CHEROKEE COUNTY, Ga. — A police K-9 has died after investigators said its handler left the dog in the back of a patrol car for nearly three hours.
The Cherokee County Marshal’s Office and the Cherokee Sheriff’s Office were called out to the home of Cherokee County School police Lt. Daniel Peabody Friday after getting a call that the police dog had died.
The officer told investigators he arrived home around 4:15 p.m. and left the 4-year-old Belgian Malinois named Inka in the back of the car, with the engine turned off, while he dealt with another dog inside his home.
"He gets out, turns the car off, gets busy with his wife helping another dog, and apparently he simply forgot about the dog, accidentally," said Cherokee County Marshal's Office Chief Ron Hunton.
Around 7 p.m., the officer remembered he left Inka in the car and found the dog had died.
Temperatures that day reached the 90s, and Hunton says it got much warmer inside the car.
The Marshal's Office says the squad car Peabody used that day was not one of the department's K-9 vehicles.
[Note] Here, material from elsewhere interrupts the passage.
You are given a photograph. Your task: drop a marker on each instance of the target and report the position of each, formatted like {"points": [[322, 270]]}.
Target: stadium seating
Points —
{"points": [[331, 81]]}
According to the Sheriff's Office, Peabody let another officer use his K-9 squad car. One of the department's vehicles outfitted to handle a K-9 officer was out of service.
The vehicle Peabody was using didn't have any alarms or a kennel.
Hunton says Peabody was so upset by Inka's death he had trouble breathing and passed out.
"Peabody was very distraught, very despondent over it, naturally, even to the point where he was transported to the hospital last night," Hunton said.
Investigators said Inca's necropsy has been completed at the University of Georgia.
A Marshal's Office spokesman says criminal charges are possible in this case, but explained the department's investigation is not complete.